From an algebraic and thus statistical point of view, the definition of $\delta^{18}O$ comprises a very dangerous transformation:

A very small naturally positive ratio is shifted, so that negative ratios become possible!

$$x=\left ( \frac{^{18}O}{^{16}O}\right )_{sample}\in[0,1]_{\mathbb R_+} \to x'=\delta^{18}O\in[-1000,1000]_\mathbb R$$

Any ratio is algebraically centred to 1 (neutral element concerning multiplication): $\frac{a}{b}=1 \iff a=b$, but here the center is shifted to 0 as neutral element of an additive space while the variable remains meaningful multiplicative!
This transformation (standardization) suggests a variable space related to the field $(\mathbb R,+,\cdot)$ but is definitly not!

However, these problem stay buried as long as the real world data arise relative close to the center compared to the width of possible data range. Thus, in most cases their will appear as quasi-normal. But we should keep these limetations in mind by avoiding distance based classification algorithms!

Further feature scaling procedures¶

Min-Max feature scaling¶

The min-max-normalization is a special case of the weight-transformation after Klovan & Imbrie, 1971: $$w_i=\frac{x_i-a}{b-a}$$ The min-max normalization is given by $a=min(x) \land b=max(x)$. It transfom $x\in[min(x),max(x)]_\mathbb R \to w\in [0,1]_\mathbb R$.

Further variation of the weight transformation is provided by Miesch,1981.

If centering the feature space at 0 is desired, the akin Mean-Normalization can be applied:

$$x'=\frac{x-\bar x}{max(x)-min(x)}$$$$x\in[min(x),max(x)]_\mathbb R \to x'\in [-1,1]_\mathbb R$$

or the median normalization: $$x'=\frac{x-median(x)}{max(x)-min(x)}$$ with a similar resultig feature scale.

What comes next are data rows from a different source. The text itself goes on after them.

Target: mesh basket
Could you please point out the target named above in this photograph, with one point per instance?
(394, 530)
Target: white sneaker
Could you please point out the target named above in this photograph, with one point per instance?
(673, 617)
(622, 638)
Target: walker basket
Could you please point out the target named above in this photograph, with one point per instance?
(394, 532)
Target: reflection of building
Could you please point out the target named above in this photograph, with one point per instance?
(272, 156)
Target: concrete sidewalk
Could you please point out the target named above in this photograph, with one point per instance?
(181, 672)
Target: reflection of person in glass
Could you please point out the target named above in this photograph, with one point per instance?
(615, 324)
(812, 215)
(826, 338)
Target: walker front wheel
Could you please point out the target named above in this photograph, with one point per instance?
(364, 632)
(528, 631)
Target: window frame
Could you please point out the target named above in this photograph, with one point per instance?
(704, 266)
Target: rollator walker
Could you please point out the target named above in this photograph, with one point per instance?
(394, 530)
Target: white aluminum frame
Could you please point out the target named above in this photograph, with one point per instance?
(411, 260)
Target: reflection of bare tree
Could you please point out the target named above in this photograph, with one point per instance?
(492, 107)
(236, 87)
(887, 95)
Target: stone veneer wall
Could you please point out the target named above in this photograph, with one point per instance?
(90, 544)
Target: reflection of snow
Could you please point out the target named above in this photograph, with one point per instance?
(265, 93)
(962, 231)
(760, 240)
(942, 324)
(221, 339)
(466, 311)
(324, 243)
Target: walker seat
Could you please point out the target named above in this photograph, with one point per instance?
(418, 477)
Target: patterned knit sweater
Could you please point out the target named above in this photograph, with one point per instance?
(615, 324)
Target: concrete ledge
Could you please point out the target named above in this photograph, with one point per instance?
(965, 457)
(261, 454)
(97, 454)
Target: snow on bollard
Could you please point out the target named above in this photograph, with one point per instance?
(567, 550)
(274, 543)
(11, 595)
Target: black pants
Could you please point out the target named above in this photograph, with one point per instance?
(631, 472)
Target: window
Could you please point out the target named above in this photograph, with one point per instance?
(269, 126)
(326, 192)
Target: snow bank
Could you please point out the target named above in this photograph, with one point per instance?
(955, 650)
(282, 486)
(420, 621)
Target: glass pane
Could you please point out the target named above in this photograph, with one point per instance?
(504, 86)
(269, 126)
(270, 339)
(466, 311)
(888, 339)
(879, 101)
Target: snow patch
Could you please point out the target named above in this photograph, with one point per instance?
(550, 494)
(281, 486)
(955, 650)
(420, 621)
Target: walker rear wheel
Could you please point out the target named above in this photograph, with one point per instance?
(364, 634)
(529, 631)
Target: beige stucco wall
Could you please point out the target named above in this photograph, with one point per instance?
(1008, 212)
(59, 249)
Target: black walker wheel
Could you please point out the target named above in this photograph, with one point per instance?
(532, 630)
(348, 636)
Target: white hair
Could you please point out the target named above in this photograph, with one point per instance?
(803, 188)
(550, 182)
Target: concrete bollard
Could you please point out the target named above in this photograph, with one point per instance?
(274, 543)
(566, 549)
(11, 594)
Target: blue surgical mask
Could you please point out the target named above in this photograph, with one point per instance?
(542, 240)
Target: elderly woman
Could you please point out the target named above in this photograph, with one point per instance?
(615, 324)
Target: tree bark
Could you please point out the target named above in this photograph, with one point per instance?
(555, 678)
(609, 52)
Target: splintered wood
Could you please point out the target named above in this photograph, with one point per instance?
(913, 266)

Changing the range against the inter-quartile-range leads to the median-quartile normalization:

$$x'= \frac{x-Q_{50}}{Q_{75}-Q_{25}}$$

However, many more linear scaling appraoches are recommended for different sample distribution and approaches, but none of them can solve challenges as non-normality, missing Euclidian properties, non-linear measures and other.

In most cases our real world data has to be treated by non-linaer transformation in order to may apply appropriate statistical methods for meaningful results.